In a significant policy shift under the Trump administration, the new Federal Housing Finance Agency (FHFA) Director Bill Pulte issued an order on March 25, 2025 terminating special purpose credit programs (SPCPs) supported by the government sponsored enterprises, Fannie Mae and Freddie Mac (together, the GSEs). This directive, effective immediately, will significantly impact banks with mortgage-based SPCPs.
SPCPs — programs through which financial institutions may consider prohibited-basis information when determining whether to extend credit to economically or socially disadvantaged groups — are specifically authorized under the Equal Credit Opportunity Act (ECOA) and Regulation B, but not the Fair Housing Act (FHA). Nonetheless, in December 2021, the U.S. Department of Housing and Urban Development’s (HUD) Office of Legal Counsel issued a legal opinion stating that SPCPs that address home mortgage credit needs for economically disadvantaged groups and are designed and implemented in compliance with the ECOA and Regulation B generally do not violate the FHA. In February 2022, multiple federal agencies, including HUD and the FHFA, issued interagency guidance (the Policy Statement) strongly encouraging the use of SPCPs by financial institutions under both the ECOA and the FHA.
However, according to the order, which was posted on Director Pulte’s social media account X, the FHFA now has determined that the current level of support for SPCPs is “inappropriate for regulated entities in conservatorship,” a reference to the FHFA’s conservatorship of the GSEs. The order mandates the immediate termination of SPCPs supported by Fannie Mae and Freddie Mac. Those GSEs are permitted to comply with any contractual provisions regarding prior written notice to lenders, however.

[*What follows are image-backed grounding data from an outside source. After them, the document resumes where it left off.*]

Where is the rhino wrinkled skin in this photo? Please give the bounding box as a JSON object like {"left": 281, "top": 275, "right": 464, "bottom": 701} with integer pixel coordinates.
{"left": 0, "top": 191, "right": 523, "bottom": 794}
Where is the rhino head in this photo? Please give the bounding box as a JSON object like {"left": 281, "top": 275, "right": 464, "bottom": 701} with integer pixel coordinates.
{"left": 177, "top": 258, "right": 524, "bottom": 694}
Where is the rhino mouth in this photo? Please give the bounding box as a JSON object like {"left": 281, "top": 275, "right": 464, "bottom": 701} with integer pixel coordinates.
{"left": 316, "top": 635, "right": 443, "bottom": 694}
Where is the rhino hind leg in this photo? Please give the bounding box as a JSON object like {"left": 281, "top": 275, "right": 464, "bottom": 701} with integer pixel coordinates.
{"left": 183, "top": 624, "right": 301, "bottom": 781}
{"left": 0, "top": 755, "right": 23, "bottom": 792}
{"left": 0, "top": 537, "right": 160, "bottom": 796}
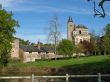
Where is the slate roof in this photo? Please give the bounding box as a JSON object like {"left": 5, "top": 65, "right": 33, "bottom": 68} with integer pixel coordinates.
{"left": 40, "top": 46, "right": 54, "bottom": 52}
{"left": 76, "top": 24, "right": 88, "bottom": 29}
{"left": 19, "top": 45, "right": 54, "bottom": 53}
{"left": 19, "top": 45, "right": 40, "bottom": 52}
{"left": 68, "top": 16, "right": 73, "bottom": 22}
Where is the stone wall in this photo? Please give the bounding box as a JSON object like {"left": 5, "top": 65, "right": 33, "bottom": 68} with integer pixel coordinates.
{"left": 23, "top": 52, "right": 55, "bottom": 62}
{"left": 11, "top": 39, "right": 19, "bottom": 59}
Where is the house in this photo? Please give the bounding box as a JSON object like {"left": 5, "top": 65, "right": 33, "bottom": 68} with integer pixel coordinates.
{"left": 11, "top": 39, "right": 55, "bottom": 62}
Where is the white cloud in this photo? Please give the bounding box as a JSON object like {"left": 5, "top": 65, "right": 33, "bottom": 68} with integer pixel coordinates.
{"left": 0, "top": 0, "right": 92, "bottom": 15}
{"left": 0, "top": 0, "right": 27, "bottom": 7}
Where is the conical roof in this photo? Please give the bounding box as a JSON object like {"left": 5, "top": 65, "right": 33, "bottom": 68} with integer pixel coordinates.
{"left": 68, "top": 16, "right": 73, "bottom": 22}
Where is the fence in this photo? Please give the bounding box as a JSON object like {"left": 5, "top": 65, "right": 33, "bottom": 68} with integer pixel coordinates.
{"left": 0, "top": 73, "right": 110, "bottom": 82}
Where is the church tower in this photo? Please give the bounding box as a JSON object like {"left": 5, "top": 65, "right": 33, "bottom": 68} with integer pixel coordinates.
{"left": 67, "top": 16, "right": 75, "bottom": 41}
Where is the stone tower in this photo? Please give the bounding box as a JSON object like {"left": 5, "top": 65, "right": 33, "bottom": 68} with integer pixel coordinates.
{"left": 67, "top": 16, "right": 75, "bottom": 41}
{"left": 11, "top": 39, "right": 19, "bottom": 59}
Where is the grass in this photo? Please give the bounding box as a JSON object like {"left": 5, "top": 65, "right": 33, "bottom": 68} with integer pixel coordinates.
{"left": 1, "top": 55, "right": 110, "bottom": 76}
{"left": 8, "top": 55, "right": 110, "bottom": 68}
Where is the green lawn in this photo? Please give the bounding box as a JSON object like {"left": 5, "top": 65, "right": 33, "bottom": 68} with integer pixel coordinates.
{"left": 8, "top": 55, "right": 110, "bottom": 68}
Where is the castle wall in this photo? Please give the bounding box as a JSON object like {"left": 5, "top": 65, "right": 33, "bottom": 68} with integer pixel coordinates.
{"left": 23, "top": 52, "right": 56, "bottom": 62}
{"left": 11, "top": 39, "right": 19, "bottom": 59}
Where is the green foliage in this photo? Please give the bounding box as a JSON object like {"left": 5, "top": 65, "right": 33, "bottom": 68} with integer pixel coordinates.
{"left": 0, "top": 8, "right": 19, "bottom": 66}
{"left": 105, "top": 23, "right": 110, "bottom": 36}
{"left": 15, "top": 37, "right": 35, "bottom": 45}
{"left": 3, "top": 55, "right": 110, "bottom": 76}
{"left": 103, "top": 23, "right": 110, "bottom": 54}
{"left": 57, "top": 39, "right": 74, "bottom": 57}
{"left": 75, "top": 43, "right": 86, "bottom": 53}
{"left": 19, "top": 38, "right": 30, "bottom": 45}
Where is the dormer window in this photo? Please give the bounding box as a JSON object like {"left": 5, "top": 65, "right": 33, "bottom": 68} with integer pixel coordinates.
{"left": 79, "top": 30, "right": 81, "bottom": 34}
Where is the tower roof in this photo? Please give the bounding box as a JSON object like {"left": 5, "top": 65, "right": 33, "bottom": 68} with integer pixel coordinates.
{"left": 76, "top": 24, "right": 87, "bottom": 29}
{"left": 68, "top": 16, "right": 73, "bottom": 22}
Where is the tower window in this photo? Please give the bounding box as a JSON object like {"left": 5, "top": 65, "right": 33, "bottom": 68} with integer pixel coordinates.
{"left": 79, "top": 30, "right": 81, "bottom": 34}
{"left": 70, "top": 25, "right": 72, "bottom": 27}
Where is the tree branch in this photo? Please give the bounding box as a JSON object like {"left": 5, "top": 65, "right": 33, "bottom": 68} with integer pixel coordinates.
{"left": 87, "top": 0, "right": 110, "bottom": 17}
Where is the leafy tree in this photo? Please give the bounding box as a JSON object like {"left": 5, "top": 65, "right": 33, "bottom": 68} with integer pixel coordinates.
{"left": 103, "top": 23, "right": 110, "bottom": 54}
{"left": 104, "top": 23, "right": 110, "bottom": 36}
{"left": 0, "top": 8, "right": 19, "bottom": 66}
{"left": 57, "top": 39, "right": 74, "bottom": 57}
{"left": 15, "top": 37, "right": 35, "bottom": 46}
{"left": 75, "top": 43, "right": 86, "bottom": 58}
{"left": 87, "top": 0, "right": 110, "bottom": 17}
{"left": 90, "top": 36, "right": 99, "bottom": 55}
{"left": 102, "top": 36, "right": 110, "bottom": 55}
{"left": 19, "top": 38, "right": 30, "bottom": 45}
{"left": 81, "top": 40, "right": 93, "bottom": 55}
{"left": 96, "top": 36, "right": 105, "bottom": 55}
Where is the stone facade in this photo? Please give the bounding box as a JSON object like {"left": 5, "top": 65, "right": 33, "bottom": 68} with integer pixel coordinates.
{"left": 11, "top": 39, "right": 19, "bottom": 59}
{"left": 67, "top": 16, "right": 90, "bottom": 45}
{"left": 11, "top": 39, "right": 55, "bottom": 62}
{"left": 21, "top": 52, "right": 55, "bottom": 63}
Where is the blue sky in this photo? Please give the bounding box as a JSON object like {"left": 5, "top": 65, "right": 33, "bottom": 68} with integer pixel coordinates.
{"left": 0, "top": 0, "right": 110, "bottom": 43}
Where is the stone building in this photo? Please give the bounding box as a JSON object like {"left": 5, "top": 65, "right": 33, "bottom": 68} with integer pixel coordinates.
{"left": 11, "top": 39, "right": 20, "bottom": 59}
{"left": 67, "top": 16, "right": 90, "bottom": 45}
{"left": 19, "top": 45, "right": 55, "bottom": 62}
{"left": 11, "top": 39, "right": 55, "bottom": 62}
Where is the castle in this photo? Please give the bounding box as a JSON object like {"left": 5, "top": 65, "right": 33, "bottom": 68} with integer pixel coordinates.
{"left": 10, "top": 17, "right": 91, "bottom": 62}
{"left": 67, "top": 16, "right": 90, "bottom": 44}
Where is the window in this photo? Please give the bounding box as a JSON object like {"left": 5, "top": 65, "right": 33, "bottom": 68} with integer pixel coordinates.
{"left": 80, "top": 39, "right": 83, "bottom": 43}
{"left": 70, "top": 25, "right": 72, "bottom": 27}
{"left": 79, "top": 30, "right": 81, "bottom": 34}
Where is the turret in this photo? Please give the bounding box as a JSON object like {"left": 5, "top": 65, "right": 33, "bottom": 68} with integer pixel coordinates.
{"left": 67, "top": 16, "right": 75, "bottom": 41}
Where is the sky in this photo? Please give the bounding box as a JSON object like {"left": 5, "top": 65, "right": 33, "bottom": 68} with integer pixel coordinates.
{"left": 0, "top": 0, "right": 110, "bottom": 43}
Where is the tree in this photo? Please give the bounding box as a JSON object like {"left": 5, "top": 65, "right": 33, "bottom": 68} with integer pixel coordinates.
{"left": 90, "top": 35, "right": 99, "bottom": 55}
{"left": 103, "top": 23, "right": 110, "bottom": 54}
{"left": 104, "top": 23, "right": 110, "bottom": 36}
{"left": 0, "top": 8, "right": 19, "bottom": 66}
{"left": 96, "top": 36, "right": 105, "bottom": 55}
{"left": 48, "top": 16, "right": 61, "bottom": 59}
{"left": 57, "top": 39, "right": 74, "bottom": 57}
{"left": 75, "top": 43, "right": 86, "bottom": 58}
{"left": 15, "top": 37, "right": 35, "bottom": 46}
{"left": 81, "top": 40, "right": 93, "bottom": 55}
{"left": 87, "top": 0, "right": 110, "bottom": 17}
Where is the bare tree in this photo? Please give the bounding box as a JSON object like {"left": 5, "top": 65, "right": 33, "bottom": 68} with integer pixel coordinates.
{"left": 48, "top": 16, "right": 61, "bottom": 60}
{"left": 87, "top": 0, "right": 110, "bottom": 17}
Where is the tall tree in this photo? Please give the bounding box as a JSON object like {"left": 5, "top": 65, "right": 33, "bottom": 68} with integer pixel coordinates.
{"left": 87, "top": 0, "right": 110, "bottom": 17}
{"left": 75, "top": 43, "right": 86, "bottom": 57}
{"left": 104, "top": 23, "right": 110, "bottom": 36}
{"left": 103, "top": 23, "right": 110, "bottom": 54}
{"left": 81, "top": 40, "right": 93, "bottom": 55}
{"left": 0, "top": 8, "right": 19, "bottom": 66}
{"left": 57, "top": 39, "right": 74, "bottom": 57}
{"left": 48, "top": 16, "right": 61, "bottom": 59}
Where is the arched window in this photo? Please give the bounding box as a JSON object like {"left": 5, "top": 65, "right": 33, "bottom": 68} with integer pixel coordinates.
{"left": 79, "top": 30, "right": 81, "bottom": 34}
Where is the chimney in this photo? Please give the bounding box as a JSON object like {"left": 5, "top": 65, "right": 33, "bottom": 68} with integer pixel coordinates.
{"left": 37, "top": 41, "right": 41, "bottom": 50}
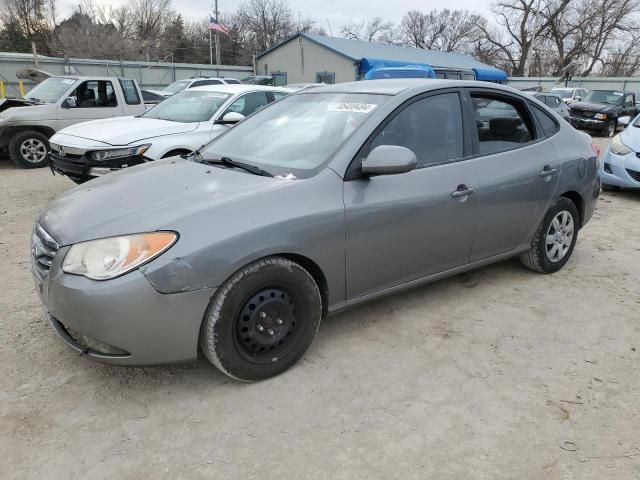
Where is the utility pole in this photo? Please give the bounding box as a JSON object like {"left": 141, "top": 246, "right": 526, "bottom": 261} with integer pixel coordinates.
{"left": 214, "top": 0, "right": 221, "bottom": 75}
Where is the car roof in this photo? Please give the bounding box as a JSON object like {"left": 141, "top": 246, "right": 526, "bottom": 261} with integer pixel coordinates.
{"left": 300, "top": 79, "right": 523, "bottom": 96}
{"left": 187, "top": 84, "right": 291, "bottom": 94}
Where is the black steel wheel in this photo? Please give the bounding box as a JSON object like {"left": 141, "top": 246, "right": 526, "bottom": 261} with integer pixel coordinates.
{"left": 200, "top": 256, "right": 322, "bottom": 382}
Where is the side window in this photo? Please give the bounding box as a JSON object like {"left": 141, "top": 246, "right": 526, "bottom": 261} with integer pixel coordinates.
{"left": 625, "top": 94, "right": 634, "bottom": 107}
{"left": 118, "top": 79, "right": 141, "bottom": 105}
{"left": 369, "top": 93, "right": 464, "bottom": 168}
{"left": 224, "top": 92, "right": 270, "bottom": 117}
{"left": 192, "top": 79, "right": 223, "bottom": 87}
{"left": 272, "top": 91, "right": 288, "bottom": 101}
{"left": 531, "top": 105, "right": 560, "bottom": 137}
{"left": 70, "top": 80, "right": 117, "bottom": 108}
{"left": 471, "top": 95, "right": 535, "bottom": 155}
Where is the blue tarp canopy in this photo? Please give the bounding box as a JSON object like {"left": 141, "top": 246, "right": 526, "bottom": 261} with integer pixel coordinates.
{"left": 472, "top": 67, "right": 508, "bottom": 82}
{"left": 365, "top": 65, "right": 436, "bottom": 80}
{"left": 360, "top": 57, "right": 435, "bottom": 75}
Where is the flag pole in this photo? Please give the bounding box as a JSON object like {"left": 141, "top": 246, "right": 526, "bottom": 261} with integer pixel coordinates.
{"left": 215, "top": 0, "right": 221, "bottom": 76}
{"left": 209, "top": 29, "right": 213, "bottom": 65}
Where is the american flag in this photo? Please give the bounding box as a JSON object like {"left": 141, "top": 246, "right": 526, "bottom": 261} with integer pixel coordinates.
{"left": 208, "top": 17, "right": 230, "bottom": 35}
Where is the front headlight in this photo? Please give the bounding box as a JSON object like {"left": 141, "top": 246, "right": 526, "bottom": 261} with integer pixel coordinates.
{"left": 90, "top": 144, "right": 151, "bottom": 161}
{"left": 610, "top": 133, "right": 633, "bottom": 156}
{"left": 62, "top": 232, "right": 177, "bottom": 280}
{"left": 594, "top": 113, "right": 608, "bottom": 120}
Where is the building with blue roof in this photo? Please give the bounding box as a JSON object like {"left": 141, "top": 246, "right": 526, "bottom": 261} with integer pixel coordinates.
{"left": 256, "top": 33, "right": 507, "bottom": 85}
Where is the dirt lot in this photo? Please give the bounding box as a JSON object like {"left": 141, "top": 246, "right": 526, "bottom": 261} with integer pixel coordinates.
{"left": 2, "top": 137, "right": 640, "bottom": 480}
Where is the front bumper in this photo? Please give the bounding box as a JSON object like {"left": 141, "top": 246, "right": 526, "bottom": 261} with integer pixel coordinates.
{"left": 32, "top": 230, "right": 215, "bottom": 366}
{"left": 49, "top": 151, "right": 146, "bottom": 183}
{"left": 570, "top": 116, "right": 607, "bottom": 131}
{"left": 599, "top": 148, "right": 640, "bottom": 189}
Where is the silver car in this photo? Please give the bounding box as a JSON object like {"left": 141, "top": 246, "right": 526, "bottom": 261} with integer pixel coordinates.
{"left": 32, "top": 80, "right": 600, "bottom": 381}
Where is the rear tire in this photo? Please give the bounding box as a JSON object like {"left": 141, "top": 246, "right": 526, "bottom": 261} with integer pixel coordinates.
{"left": 200, "top": 256, "right": 322, "bottom": 382}
{"left": 9, "top": 130, "right": 50, "bottom": 168}
{"left": 520, "top": 197, "right": 579, "bottom": 274}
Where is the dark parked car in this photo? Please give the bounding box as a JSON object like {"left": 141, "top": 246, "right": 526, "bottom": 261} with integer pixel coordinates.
{"left": 570, "top": 89, "right": 638, "bottom": 137}
{"left": 32, "top": 80, "right": 599, "bottom": 381}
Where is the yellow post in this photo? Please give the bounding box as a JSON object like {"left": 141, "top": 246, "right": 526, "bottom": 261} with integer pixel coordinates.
{"left": 18, "top": 80, "right": 25, "bottom": 97}
{"left": 0, "top": 81, "right": 5, "bottom": 99}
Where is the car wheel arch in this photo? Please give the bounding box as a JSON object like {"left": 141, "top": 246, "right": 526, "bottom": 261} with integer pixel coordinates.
{"left": 559, "top": 191, "right": 584, "bottom": 228}
{"left": 161, "top": 148, "right": 192, "bottom": 159}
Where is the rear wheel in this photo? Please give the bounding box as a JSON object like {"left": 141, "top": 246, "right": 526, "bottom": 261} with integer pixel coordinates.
{"left": 520, "top": 197, "right": 579, "bottom": 274}
{"left": 200, "top": 256, "right": 322, "bottom": 382}
{"left": 9, "top": 130, "right": 50, "bottom": 168}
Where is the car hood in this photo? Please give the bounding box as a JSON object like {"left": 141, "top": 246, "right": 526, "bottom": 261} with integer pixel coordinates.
{"left": 570, "top": 101, "right": 618, "bottom": 113}
{"left": 57, "top": 116, "right": 200, "bottom": 145}
{"left": 39, "top": 158, "right": 290, "bottom": 245}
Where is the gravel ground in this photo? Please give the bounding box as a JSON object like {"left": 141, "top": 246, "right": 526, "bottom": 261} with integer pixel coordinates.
{"left": 2, "top": 137, "right": 640, "bottom": 480}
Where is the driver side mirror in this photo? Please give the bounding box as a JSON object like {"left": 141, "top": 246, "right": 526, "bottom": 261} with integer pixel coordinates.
{"left": 618, "top": 116, "right": 631, "bottom": 127}
{"left": 61, "top": 97, "right": 76, "bottom": 109}
{"left": 574, "top": 96, "right": 581, "bottom": 101}
{"left": 217, "top": 111, "right": 245, "bottom": 124}
{"left": 362, "top": 145, "right": 417, "bottom": 176}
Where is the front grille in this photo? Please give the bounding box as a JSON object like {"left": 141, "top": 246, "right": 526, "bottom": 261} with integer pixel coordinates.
{"left": 31, "top": 223, "right": 59, "bottom": 282}
{"left": 572, "top": 109, "right": 595, "bottom": 119}
{"left": 626, "top": 168, "right": 640, "bottom": 182}
{"left": 49, "top": 152, "right": 87, "bottom": 182}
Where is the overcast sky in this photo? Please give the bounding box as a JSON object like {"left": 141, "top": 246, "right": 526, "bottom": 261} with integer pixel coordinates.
{"left": 57, "top": 0, "right": 492, "bottom": 31}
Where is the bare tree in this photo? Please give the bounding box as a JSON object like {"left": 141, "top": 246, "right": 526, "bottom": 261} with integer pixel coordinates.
{"left": 477, "top": 0, "right": 572, "bottom": 76}
{"left": 236, "top": 0, "right": 296, "bottom": 52}
{"left": 0, "top": 0, "right": 56, "bottom": 53}
{"left": 400, "top": 9, "right": 485, "bottom": 53}
{"left": 340, "top": 17, "right": 396, "bottom": 43}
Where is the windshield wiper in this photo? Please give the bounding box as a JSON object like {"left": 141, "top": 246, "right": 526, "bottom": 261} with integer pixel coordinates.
{"left": 203, "top": 156, "right": 273, "bottom": 177}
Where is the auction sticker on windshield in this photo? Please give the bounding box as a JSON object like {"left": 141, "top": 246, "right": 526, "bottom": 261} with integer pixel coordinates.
{"left": 328, "top": 103, "right": 378, "bottom": 113}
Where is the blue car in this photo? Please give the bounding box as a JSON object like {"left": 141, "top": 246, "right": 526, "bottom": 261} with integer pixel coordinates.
{"left": 600, "top": 114, "right": 640, "bottom": 190}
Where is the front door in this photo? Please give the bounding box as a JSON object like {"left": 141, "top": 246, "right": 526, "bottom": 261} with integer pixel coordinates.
{"left": 344, "top": 91, "right": 479, "bottom": 300}
{"left": 467, "top": 90, "right": 560, "bottom": 261}
{"left": 58, "top": 79, "right": 122, "bottom": 129}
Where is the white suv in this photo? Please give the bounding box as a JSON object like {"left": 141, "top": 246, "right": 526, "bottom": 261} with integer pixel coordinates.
{"left": 147, "top": 77, "right": 243, "bottom": 98}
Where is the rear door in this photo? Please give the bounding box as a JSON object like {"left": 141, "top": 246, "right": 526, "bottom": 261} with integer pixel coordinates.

Since President Trump took office in January, HUD’s legal opinion authorizing SPCPs under the FHA has been removed from HUD’s website, but the agency has not yet formally withdrawn the opinion. This could mean that HUD is re-examining the opinion to determine whether to retain it, rescind it, or modify it. The federal agencies have not yet taken action to rescind or amend the Policy Statement, but that is also likely under review.
Our Take
During the preceding administration, the level of support for SPCPs by the federal regulators was very high — to the point that many lenders felt that they needed to implement SPCPs to shield themselves from the very aggressive application of redlining concepts, especially by the federal banking regulators. FHFA’s recent order represents an about-face in this previous high level of encouragement for SPCPs. In light of the FHFA Director’s directive to the GSEs, banks and financial institutions with mortgage-based SPCPs should revisit their written plans and business objectives to determine whether any adjustments are advisable (e.g., to eligibility criteria) or whether to even continue offering them. More generally, this directive suggests that instead of the federal agencies looking upon SPCPs favorably, their use may instead increase regulatory scrutiny. In addition to a potential increase in regulatory scrutiny, private litigation is also a risk, especially for mortgage-related SPCPs, because of the absence of any statutory provision permitting them in the Fair Housing Act. Furthermore, practical risk is presented if SPCPs need to be modified or unwound, which could disrupt business plans in midstream.
We will continue to monitor this issue and provide updates as developments unfold concerning SPCPs.